Nuestro tiempo, según vemos, se caracteriza por pueblos que se consideran democráticos y por dictaduras, por sistemas que buscan separarse de lo religioso y por formas de sociedad donde la religión resulta fuente del derecho y de las costumbres.
Además, existen enormes desequilibrios entre Estados que recurren a un alto uso de la tecnología y otros que conservan formas de vida tradicionales. En un mismo Estado conviven ricos y pobres, personas instruidas y quienes no han conseguido un mínimo nivel educativo.
Las conductas y sus relaciones con criterios éticos más o menos coherentes también muestran una gran diversidad.
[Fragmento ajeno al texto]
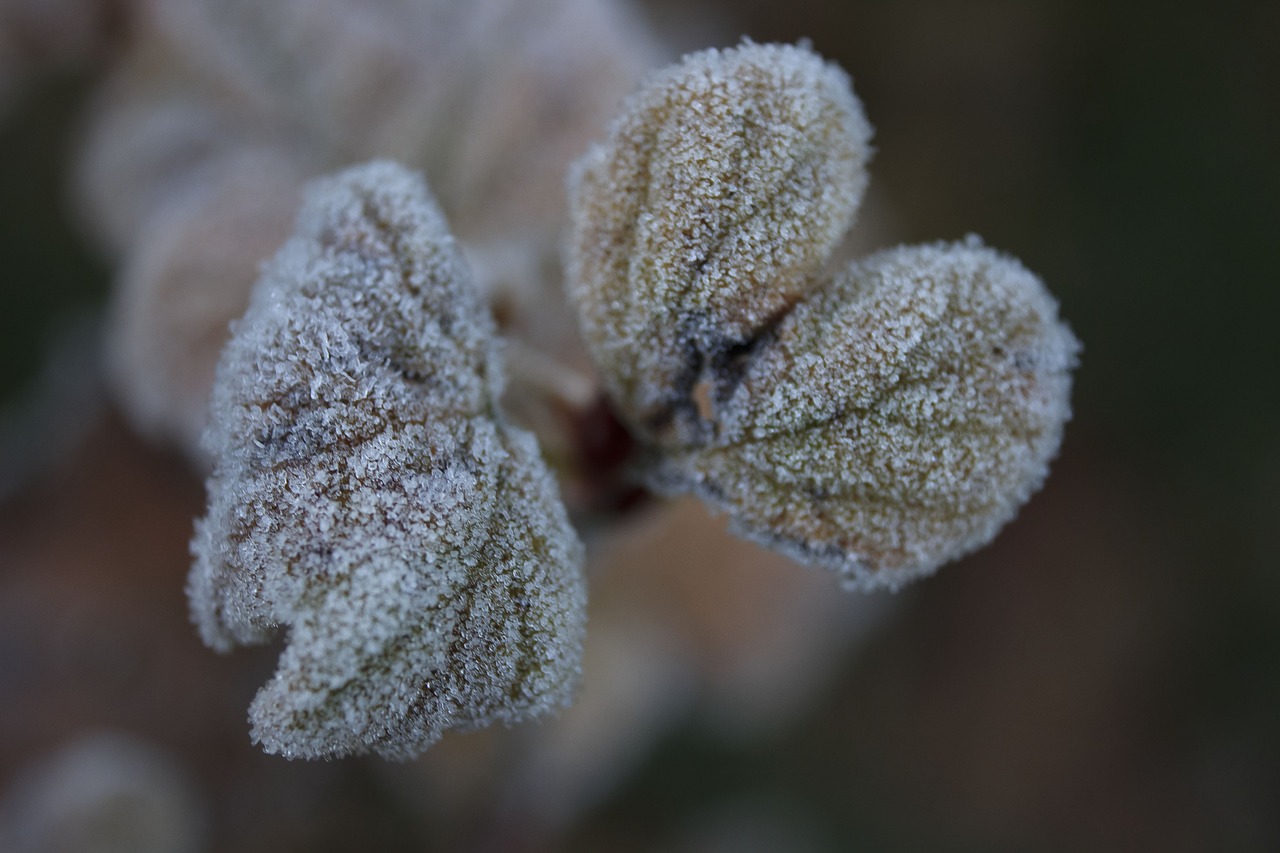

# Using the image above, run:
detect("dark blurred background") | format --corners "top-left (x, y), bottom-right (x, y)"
top-left (2, 1), bottom-right (1277, 851)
Incluso hay personas que recorren diversas etapas, al pasar de modos de vivir que podríamos llamar rigoristas a otros más bien laxistas, sin dejar de lado mezclas extrañas en quienes a veces encienden una vela a un santo y luego colaboran con asociaciones delictivas.
Podríamos alargar en mucho los aspectos que caracterizan nuestro tiempo, en temas tan importantes como la guerra y la paz, la información seria y los rumores infundados, los sistemas sanitarios y la desatención en la que viven millones de enfermos, los impuestos y el libre mercado, la globalización y las fuerzas que buscan revitalizar las costumbres de grupos más o menos tradicionales, la emergencia por el envejecimiento de algunos pueblos y la aprobación de comportamientos tan equivocados como los del aborto o la eutanasia.
Ante nuestro tiempo, los analistas exponen teorías, buscan trazar líneas de lo que será el futuro, intentan comprender la lógica o la falta de lógica de tantas decisiones que se convierten en materiales con los que construimos la ciudad global.
En este panorama difícilmente completo y lleno de contradicciones y de matices no fáciles de comprender, ¿dónde queda el mensaje de Cristo? ¿Qué puede hacer la Iglesia que se acerca a cumplir los 2000 años de su fundación?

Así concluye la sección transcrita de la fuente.